RESULTS AND DISCUSSION

Structures of human UT-A and UT-B reveal similar mechanism of urea transport

We aimed to determine structures of both HsUT-A and HsUT-B to understand the functional differences between the two paralogs and to enable structure-guided design for selective inhibitors. Full-length HsUT-B, while readily expressed in human embryonic kidney 293F cells (Thermo Fisher Scientific), failed to produce crystals with robust diffraction. Therefore, we engineered the construct for minimal truncation mimicking the limited proteolysis of BtUT-B. Because a previous study has shown that glycosylation-knockout mutation N211I in HsUT-B1 has no discernible effects on plasma membrane expression and urea uptake in Xenopus oocytes (21), we also removed N-linked glycosylation by site-directed mutagenesis.

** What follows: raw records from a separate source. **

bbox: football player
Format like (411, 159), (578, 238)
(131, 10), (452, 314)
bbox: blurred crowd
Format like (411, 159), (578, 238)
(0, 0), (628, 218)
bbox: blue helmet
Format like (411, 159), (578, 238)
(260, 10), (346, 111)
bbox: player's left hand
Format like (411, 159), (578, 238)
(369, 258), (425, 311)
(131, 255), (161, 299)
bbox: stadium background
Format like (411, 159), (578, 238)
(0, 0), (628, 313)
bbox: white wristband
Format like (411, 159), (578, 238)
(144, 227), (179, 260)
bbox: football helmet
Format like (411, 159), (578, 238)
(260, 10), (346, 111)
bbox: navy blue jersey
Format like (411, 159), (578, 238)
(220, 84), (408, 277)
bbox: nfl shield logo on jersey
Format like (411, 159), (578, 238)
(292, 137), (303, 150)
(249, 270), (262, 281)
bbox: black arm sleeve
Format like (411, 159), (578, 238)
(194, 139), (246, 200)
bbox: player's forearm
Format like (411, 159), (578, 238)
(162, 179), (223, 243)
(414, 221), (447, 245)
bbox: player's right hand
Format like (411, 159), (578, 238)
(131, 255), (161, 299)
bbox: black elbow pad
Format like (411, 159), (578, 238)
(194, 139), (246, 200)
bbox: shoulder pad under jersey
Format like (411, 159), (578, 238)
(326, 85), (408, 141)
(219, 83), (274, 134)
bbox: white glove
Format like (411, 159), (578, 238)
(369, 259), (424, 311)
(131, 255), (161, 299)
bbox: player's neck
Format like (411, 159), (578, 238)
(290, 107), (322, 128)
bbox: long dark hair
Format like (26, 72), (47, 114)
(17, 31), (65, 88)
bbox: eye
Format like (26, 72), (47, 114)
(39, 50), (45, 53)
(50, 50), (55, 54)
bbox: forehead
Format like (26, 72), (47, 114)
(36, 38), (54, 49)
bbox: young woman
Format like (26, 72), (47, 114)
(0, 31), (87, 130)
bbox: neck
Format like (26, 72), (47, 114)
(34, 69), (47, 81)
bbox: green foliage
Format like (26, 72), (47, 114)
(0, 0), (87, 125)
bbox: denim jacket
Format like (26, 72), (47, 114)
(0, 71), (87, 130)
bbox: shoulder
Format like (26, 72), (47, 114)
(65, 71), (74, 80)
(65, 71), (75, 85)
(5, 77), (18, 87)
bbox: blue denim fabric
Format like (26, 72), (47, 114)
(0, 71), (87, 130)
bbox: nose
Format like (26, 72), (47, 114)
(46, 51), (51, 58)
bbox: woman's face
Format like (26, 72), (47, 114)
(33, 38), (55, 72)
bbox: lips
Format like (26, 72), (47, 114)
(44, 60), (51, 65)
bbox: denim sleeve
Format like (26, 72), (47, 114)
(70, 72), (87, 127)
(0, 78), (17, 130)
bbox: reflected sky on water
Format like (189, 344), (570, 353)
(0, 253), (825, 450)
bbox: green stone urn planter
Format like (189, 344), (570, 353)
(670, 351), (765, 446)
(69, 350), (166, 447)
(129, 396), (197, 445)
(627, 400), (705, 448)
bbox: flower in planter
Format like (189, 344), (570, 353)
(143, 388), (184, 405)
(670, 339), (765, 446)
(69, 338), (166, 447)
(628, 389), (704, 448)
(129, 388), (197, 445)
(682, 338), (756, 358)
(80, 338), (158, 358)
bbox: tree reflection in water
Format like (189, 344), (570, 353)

Together, these construct modifications yielded well-diffracting crystals, which resulted in a 2.4-Å x-ray structure (Fig. 1B). As the expression level for HsUT-A was too low for crystallography, we opted for its structure determination by cryo-EM instead. The use of a graphene grid allowed us to overcome its inherent preferred orientation issues and low yield, eventually leading to an electrostatic potential (ESP) map of 2.9 Å nominal resolution (Fig. 1A and fig. S1D).

Fig. 1. Overall structures of HsUT-A and HsUT-B are similar to each other and to their orthologs.

(A to C) Overall structure models of HsUT-A determined with cryo-EM (A), apo-HsUT-B determined with crystallography (B), and inhibitor-bound HsUT-B determined with cryo-EM (C). (D) Structure of UTBinh-14 used in this study. (E to H) Urea channel pores of HsUT-A (E), HsUT-B (F), BtUT-B (G), and DvUT (H). (I to L) Pore radius plots of HsUT-A (I), HsUT-B (J), BtUT-B (K), and DvUT (L). (M to P) Electrostatic surface representations (−5 kT/e in red to 5 kT/e in blue) of the extracellular side of HsUT-A (M), HsUT-B (N), BtUT-B (O), and DvUT (P).

The overall structures of HsUT-A and HsUT-B are similar to each other and to BtUT-B and DvUT (19, 20), showing the trimeric arrangement with 10 TM helices and two pore (P) helices per subunit (Fig. 1, A and B). HsUT-A’s trimeric arrangement was an unexpected finding as our construct was equivalent to full-length UT-A1 isoform, which is a gene duplication of UT monomers (fig. S3). Closer observation of HsUT-A’s map indicated that this sample was largely that of its N-terminal half (equivalent to HsUT-A3) as most of its side chains matched with it (fig. S2, A, B, D, and E). However, of the 88 differing residues examined, there were a few notable exceptions such as A401/P863 where the map feature matched better to the C-terminal residues (fig. S2 F). Supporting the observation that both C- and N-terminal halves of HsUT-A are present, MS of its tryptic digests showed the presence of both N-terminal and C-terminal peptides. Despite extensive data processing efforts, including static classification and particle heterogeneity analysis tools, it was not possible to separate the two species or to isolate maps with pseudo-heterooligomeric arrangement. As the majority of residues in the map are in line with the N-terminal half of HsUT-A (i.e., HsUT-A3), we built the model for its N-terminal sequences and based our structural analyses primarily on this model. For the 17 residues where the map was ambiguous or favoring C-terminal half, we left them without building side chains to make clear that the model may not properly represent the map for these regions.

In both structures, each subunit hosts a channel-like pore for urea transport and the channels are in the open state with approximately 2 to 3 Å in diameter at constriction formed by V69, T177, L292, and F342 (Fig. 1, I and J). This is similar to BtUT-B and DvUT, which also feature open pores of 2.5 and 2 Å at constriction (Fig. 1, K and L). This indicates that HsUT-A3 and HsUT-B in our structures are in similar urea-conducting states.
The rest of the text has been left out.